Pickup trucks and tourniquets bound for Ukraine’s battlefield are among items stuck in a miles-long line at the border with Poland.
Components to build drones to fight off Russian forces are facing weeks of delays.
Ukrainian charities and companies supplying the war-torn country’s military warn that problems are growing as Polish truck drivers show no sign of ending a border blockade that has stretched past a month.
The Polish protesters argue that their livelihoods are at stake after the European Union relaxed some transport rules and that Ukrainian truckers undercut their business.
While drones will make it to the front line, they’re delayed by two to three weeks, said Oleksandr Zadorozhnyi, operational director of the KOLO foundation, which helps the Ukrainian army with battlefield tech.
“This means that the Russian army will have the ability to kill Ukrainian soldiers and terrorize civilians for several weeks longer,” he said.
Truck drivers in Poland have blocked access roads to border crossings since Nov. 6, creating lines that stretch for more than 30 kilometers (19 miles) and last up to three weeks in freezing temperatures.
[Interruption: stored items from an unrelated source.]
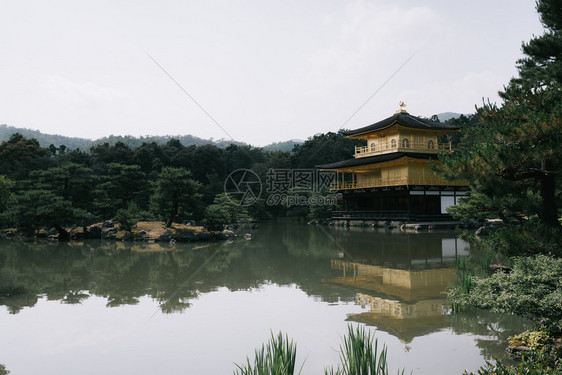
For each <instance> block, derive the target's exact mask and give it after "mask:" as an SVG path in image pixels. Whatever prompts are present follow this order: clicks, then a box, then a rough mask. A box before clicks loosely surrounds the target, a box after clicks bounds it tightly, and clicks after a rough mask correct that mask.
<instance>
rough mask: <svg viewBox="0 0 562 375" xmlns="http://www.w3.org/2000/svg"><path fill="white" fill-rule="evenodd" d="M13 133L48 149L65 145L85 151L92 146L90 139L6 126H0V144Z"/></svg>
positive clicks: (11, 134) (90, 140)
mask: <svg viewBox="0 0 562 375" xmlns="http://www.w3.org/2000/svg"><path fill="white" fill-rule="evenodd" d="M14 133H20V134H21V135H23V136H24V137H25V138H29V139H30V138H35V139H37V140H38V141H39V144H40V145H41V146H43V147H49V145H51V144H53V145H55V146H57V147H59V146H61V145H65V146H66V147H68V148H71V149H75V148H80V149H83V150H87V149H88V148H89V147H90V146H91V145H92V140H91V139H86V138H73V137H65V136H63V135H56V134H43V133H41V132H40V131H39V130H32V129H26V128H16V127H14V126H8V125H0V143H1V142H3V141H7V140H8V139H10V137H11V135H12V134H14Z"/></svg>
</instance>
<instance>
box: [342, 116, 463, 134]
mask: <svg viewBox="0 0 562 375" xmlns="http://www.w3.org/2000/svg"><path fill="white" fill-rule="evenodd" d="M395 123H397V124H399V125H402V126H405V127H407V128H414V129H434V130H458V129H459V127H458V126H456V125H451V124H444V123H441V122H435V121H431V120H427V119H423V118H420V117H416V116H412V115H410V114H409V113H408V112H406V111H400V112H397V113H395V114H394V115H392V116H390V117H388V118H385V119H384V120H381V121H379V122H376V123H374V124H372V125H367V126H364V127H362V128H359V129H356V130H348V131H345V132H344V135H346V136H355V135H361V134H364V133H370V132H373V131H377V130H381V129H384V128H387V127H389V126H392V125H394V124H395Z"/></svg>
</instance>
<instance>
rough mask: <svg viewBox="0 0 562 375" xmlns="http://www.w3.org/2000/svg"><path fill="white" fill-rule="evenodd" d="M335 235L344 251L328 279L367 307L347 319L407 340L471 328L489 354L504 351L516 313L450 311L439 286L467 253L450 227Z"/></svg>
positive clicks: (478, 343)
mask: <svg viewBox="0 0 562 375" xmlns="http://www.w3.org/2000/svg"><path fill="white" fill-rule="evenodd" d="M359 232H362V233H361V234H360V235H358V233H359ZM335 236H336V237H337V239H338V242H339V244H340V246H341V249H342V252H341V253H340V256H339V257H338V259H332V260H331V264H332V268H333V269H335V270H338V271H339V275H338V276H337V277H335V278H332V279H330V280H329V281H330V282H331V283H333V284H336V285H341V286H344V287H346V288H348V289H349V290H353V291H355V293H356V303H357V304H358V305H361V306H362V307H364V308H365V309H366V311H365V312H363V313H359V314H350V315H348V320H351V321H356V322H360V323H364V324H367V325H372V326H375V327H377V329H379V330H382V331H385V332H388V333H390V334H391V335H393V336H395V337H397V338H398V339H400V340H401V341H402V342H404V343H406V344H407V343H410V342H411V341H413V340H414V339H415V338H416V337H421V336H425V335H428V334H430V333H432V332H438V331H442V330H446V329H451V330H452V331H453V332H455V333H456V334H463V333H470V334H472V335H475V341H476V343H477V345H478V347H479V348H480V350H481V353H482V355H483V356H484V357H485V358H488V359H489V358H491V356H492V355H498V353H504V348H505V346H506V342H507V337H509V336H510V335H513V334H515V333H516V332H518V331H521V330H522V329H523V327H524V322H523V320H522V319H520V318H518V317H514V316H509V315H504V314H492V313H489V312H487V311H482V310H477V309H474V310H471V311H467V312H463V313H455V314H452V313H451V312H450V309H449V303H448V301H447V300H446V298H445V296H444V295H443V292H444V291H445V290H446V289H447V287H448V286H449V285H450V283H451V282H453V281H454V278H455V273H456V259H457V257H459V256H467V255H468V251H467V247H468V244H466V243H465V242H463V241H458V240H456V235H455V234H454V233H448V234H447V233H443V232H434V233H399V234H397V233H396V232H388V231H365V230H362V229H353V230H341V229H338V230H337V231H335Z"/></svg>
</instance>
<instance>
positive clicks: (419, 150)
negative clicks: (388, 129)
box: [355, 140, 453, 158]
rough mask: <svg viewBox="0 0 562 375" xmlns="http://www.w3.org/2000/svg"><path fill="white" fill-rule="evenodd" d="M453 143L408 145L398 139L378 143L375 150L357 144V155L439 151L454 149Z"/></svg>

The protesters insist that they’re not stopping military transports or humanitarian aid into Ukraine.
“This is very puzzling to me, even hard to believe because everybody knows — those who order, those who expedite and those who do the transport — that aid for the military passes through without having to wait at all,” said Waldemar Jaszczur, a protest organizer.
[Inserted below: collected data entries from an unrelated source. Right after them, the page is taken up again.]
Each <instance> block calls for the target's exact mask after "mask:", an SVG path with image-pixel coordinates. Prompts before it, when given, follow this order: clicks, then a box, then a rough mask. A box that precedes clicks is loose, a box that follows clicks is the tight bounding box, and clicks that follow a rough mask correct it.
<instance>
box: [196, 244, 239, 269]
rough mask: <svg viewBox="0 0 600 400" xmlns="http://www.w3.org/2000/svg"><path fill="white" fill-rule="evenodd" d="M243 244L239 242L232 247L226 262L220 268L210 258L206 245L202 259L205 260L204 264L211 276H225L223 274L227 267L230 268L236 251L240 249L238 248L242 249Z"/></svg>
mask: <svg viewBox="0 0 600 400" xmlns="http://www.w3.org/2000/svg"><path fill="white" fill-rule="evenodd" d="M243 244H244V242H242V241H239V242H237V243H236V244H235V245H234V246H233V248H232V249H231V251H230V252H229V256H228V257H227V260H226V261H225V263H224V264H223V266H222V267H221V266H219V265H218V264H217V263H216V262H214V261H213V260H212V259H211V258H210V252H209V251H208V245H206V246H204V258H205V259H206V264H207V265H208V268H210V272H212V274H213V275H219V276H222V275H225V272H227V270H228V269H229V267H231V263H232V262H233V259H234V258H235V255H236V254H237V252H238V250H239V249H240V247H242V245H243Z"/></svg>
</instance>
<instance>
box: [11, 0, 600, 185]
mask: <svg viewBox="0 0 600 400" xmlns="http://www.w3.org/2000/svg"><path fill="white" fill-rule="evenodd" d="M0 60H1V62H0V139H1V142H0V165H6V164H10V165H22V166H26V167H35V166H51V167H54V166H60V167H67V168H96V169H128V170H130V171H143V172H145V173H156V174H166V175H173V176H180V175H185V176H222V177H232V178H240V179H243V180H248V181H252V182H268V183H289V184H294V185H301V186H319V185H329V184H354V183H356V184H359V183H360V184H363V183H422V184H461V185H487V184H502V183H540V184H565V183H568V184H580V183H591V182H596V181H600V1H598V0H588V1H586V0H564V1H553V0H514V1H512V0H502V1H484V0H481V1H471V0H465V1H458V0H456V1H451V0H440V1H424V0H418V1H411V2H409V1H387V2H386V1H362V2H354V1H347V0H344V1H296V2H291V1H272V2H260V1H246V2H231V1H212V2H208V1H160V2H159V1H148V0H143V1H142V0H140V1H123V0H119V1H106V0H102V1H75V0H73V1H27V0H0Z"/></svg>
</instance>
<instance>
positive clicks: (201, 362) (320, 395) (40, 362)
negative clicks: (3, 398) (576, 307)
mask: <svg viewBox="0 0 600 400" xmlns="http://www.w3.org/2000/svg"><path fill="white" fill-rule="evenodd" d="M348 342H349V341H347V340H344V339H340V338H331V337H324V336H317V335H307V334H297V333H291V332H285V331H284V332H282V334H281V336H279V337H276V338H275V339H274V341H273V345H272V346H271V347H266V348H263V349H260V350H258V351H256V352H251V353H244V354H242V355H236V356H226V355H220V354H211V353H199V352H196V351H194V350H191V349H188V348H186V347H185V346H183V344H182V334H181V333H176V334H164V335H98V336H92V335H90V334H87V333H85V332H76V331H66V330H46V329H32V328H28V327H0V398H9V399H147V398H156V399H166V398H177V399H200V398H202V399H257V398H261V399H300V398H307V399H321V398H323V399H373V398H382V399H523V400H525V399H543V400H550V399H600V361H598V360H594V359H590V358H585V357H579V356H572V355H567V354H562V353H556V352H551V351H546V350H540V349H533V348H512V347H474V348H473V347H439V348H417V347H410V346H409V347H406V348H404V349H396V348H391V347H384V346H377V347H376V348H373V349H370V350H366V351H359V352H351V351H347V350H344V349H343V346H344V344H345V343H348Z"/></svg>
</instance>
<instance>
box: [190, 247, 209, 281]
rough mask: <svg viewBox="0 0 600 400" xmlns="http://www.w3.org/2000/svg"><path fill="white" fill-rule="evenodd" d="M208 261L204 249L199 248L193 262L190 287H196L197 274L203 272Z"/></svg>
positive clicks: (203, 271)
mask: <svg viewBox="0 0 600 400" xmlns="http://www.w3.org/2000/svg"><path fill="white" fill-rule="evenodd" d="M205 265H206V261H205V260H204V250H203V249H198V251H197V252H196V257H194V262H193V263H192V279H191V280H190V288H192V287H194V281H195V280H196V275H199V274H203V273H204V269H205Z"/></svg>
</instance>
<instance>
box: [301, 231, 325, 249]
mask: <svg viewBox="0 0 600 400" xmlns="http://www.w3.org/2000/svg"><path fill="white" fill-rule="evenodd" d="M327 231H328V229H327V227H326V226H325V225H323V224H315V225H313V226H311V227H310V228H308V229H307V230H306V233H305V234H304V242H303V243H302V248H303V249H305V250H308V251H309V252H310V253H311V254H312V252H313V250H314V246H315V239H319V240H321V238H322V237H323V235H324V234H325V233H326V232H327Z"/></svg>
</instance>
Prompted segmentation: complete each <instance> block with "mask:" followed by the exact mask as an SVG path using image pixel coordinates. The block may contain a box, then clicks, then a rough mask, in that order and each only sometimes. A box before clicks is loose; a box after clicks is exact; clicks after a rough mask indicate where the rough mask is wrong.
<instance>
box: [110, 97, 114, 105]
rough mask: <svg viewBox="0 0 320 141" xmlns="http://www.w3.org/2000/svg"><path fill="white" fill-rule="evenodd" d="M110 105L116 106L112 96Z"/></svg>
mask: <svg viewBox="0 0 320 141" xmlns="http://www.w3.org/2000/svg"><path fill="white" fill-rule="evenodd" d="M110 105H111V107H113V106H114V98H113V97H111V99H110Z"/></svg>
The Polish truckers, meanwhile, say their Ukrainian counterparts are offering lower prices to haul everything from fish to luxury goods across the European Union since getting a temporary waiver on the 27-nation bloc’s transport rules after Russia’s invasion in 2022.
Despite Poland and other nearby countries being some of Ukraine’s biggest supporters in the war, resentment has built from truckers and farmers who are losing business to lower-cost Ukrainian goods and services flowing into the world’s biggest trading bloc. It underscores the challenges of integrating Ukraine into the EU if approved.
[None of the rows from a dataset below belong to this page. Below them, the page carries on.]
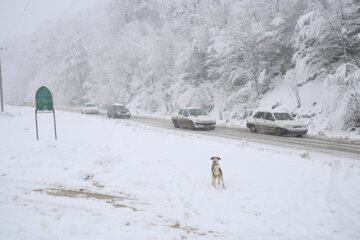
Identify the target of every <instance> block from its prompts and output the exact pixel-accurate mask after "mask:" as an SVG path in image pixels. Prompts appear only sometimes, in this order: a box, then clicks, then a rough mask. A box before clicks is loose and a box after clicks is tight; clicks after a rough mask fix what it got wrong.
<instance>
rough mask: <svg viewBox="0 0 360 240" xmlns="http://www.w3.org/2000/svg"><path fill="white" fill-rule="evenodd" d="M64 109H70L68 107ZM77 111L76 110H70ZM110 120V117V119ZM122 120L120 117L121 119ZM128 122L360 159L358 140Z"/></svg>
mask: <svg viewBox="0 0 360 240" xmlns="http://www.w3.org/2000/svg"><path fill="white" fill-rule="evenodd" d="M62 110H65V111H68V110H67V109H66V108H62ZM70 111H72V112H76V111H75V110H73V109H72V110H70ZM99 115H100V116H101V117H104V118H107V116H106V113H104V112H101V113H100V114H99ZM109 120H110V119H109ZM119 120H120V119H119ZM121 120H124V121H127V122H136V123H141V124H146V125H150V126H152V127H159V128H163V129H168V130H174V131H180V132H181V131H182V132H188V133H193V134H198V135H203V136H213V137H220V138H228V139H234V140H246V141H249V142H256V143H261V144H266V145H273V146H280V147H286V148H295V149H298V150H304V151H314V152H321V153H328V154H334V155H336V156H340V157H344V156H346V157H350V158H353V159H356V160H360V144H359V143H356V142H345V141H335V140H331V139H329V140H327V139H317V138H313V137H308V136H306V137H302V138H296V137H294V138H292V137H286V136H275V135H267V134H262V133H251V132H250V131H249V130H247V129H244V128H240V127H227V126H216V128H215V129H214V130H209V131H205V130H195V131H192V130H189V129H184V128H174V126H173V124H172V123H171V120H170V119H161V118H153V117H144V116H134V115H133V116H132V117H131V118H129V119H121Z"/></svg>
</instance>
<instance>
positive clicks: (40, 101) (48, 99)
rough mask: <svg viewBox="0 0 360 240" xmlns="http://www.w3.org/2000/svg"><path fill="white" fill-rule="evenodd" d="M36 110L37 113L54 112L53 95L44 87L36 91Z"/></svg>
mask: <svg viewBox="0 0 360 240" xmlns="http://www.w3.org/2000/svg"><path fill="white" fill-rule="evenodd" d="M35 102H36V110H37V111H53V110H54V104H53V101H52V95H51V92H50V90H49V89H47V88H46V87H44V86H42V87H40V88H39V89H38V90H37V91H36V95H35Z"/></svg>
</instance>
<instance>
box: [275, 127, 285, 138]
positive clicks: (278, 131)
mask: <svg viewBox="0 0 360 240" xmlns="http://www.w3.org/2000/svg"><path fill="white" fill-rule="evenodd" d="M275 135H276V136H282V135H283V132H282V130H281V129H280V128H276V129H275Z"/></svg>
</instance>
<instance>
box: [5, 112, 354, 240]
mask: <svg viewBox="0 0 360 240" xmlns="http://www.w3.org/2000/svg"><path fill="white" fill-rule="evenodd" d="M7 111H8V112H6V113H5V114H1V115H0V133H1V134H0V146H1V148H0V166H1V167H0V188H1V190H2V191H1V192H0V239H87V240H89V239H251V240H253V239H276V240H277V239H299V240H300V239H301V240H303V239H342V240H346V239H349V240H352V239H353V240H357V239H359V238H360V230H359V229H360V162H359V161H357V160H354V159H352V158H346V157H340V156H337V155H332V154H325V153H317V152H312V151H307V150H300V149H289V148H282V147H277V146H271V145H264V144H260V143H253V142H249V141H246V140H234V139H227V138H221V137H217V136H204V135H202V134H198V132H190V131H176V130H173V129H164V128H158V127H154V126H149V125H145V124H143V123H136V122H135V121H122V120H121V119H120V120H114V119H112V121H110V120H108V119H105V118H99V117H97V116H84V115H80V114H78V113H71V112H63V111H57V124H58V141H54V139H53V138H54V135H53V129H52V118H51V114H49V115H45V114H44V115H40V119H39V126H40V141H36V136H35V122H34V110H33V108H23V107H8V108H7ZM199 132H201V131H199ZM213 155H218V156H220V157H222V160H221V161H220V164H221V167H222V168H223V171H224V180H225V185H226V187H227V188H226V189H225V190H223V189H220V188H217V189H214V188H213V187H212V186H211V174H210V165H211V162H210V160H209V158H210V157H211V156H213Z"/></svg>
Now, the commercial clash is spilling over to the battlefield, the Ukrainian charities say.
About 200 pickup trucks needed to transport ammunition and evacuate the wounded from the front line are blocked at the border because “deliveries have practically stopped,” said Ivan Poberzhniak, head of procurement and logistics for Come Back Alive, Ukraine’s largest charitable organization providing the military with equipment.
The pickup trucks are easy targets for Russia, so it’s impossible to deliver enough of them even normally, he said.
When drivers show documents to the Polish truckers saying the vehicles are for Ukraine’s military, “it does not have a significant impact on the protesters,” Poberzhniak said.
“We must understand that during wartime, supply is needed on a daily basis in all directions,” he said.
Come Back Alive says 3,000 tourniquets also are stuck at the border. It’s been able to deliver drones, generators and batteries from what it has in stock, “but that reserve is running out,” Poberzhniak said.
The group is exploring alternative supply routes, he says, but there are few options, and the military’s unfulfilled requests for equipment are building up.
The protesting truckers assert that not all deliveries declared as military aid are really that. They are urging the EU to reinstate the limits on the number of Ukrainian trucks that can enter the bloc.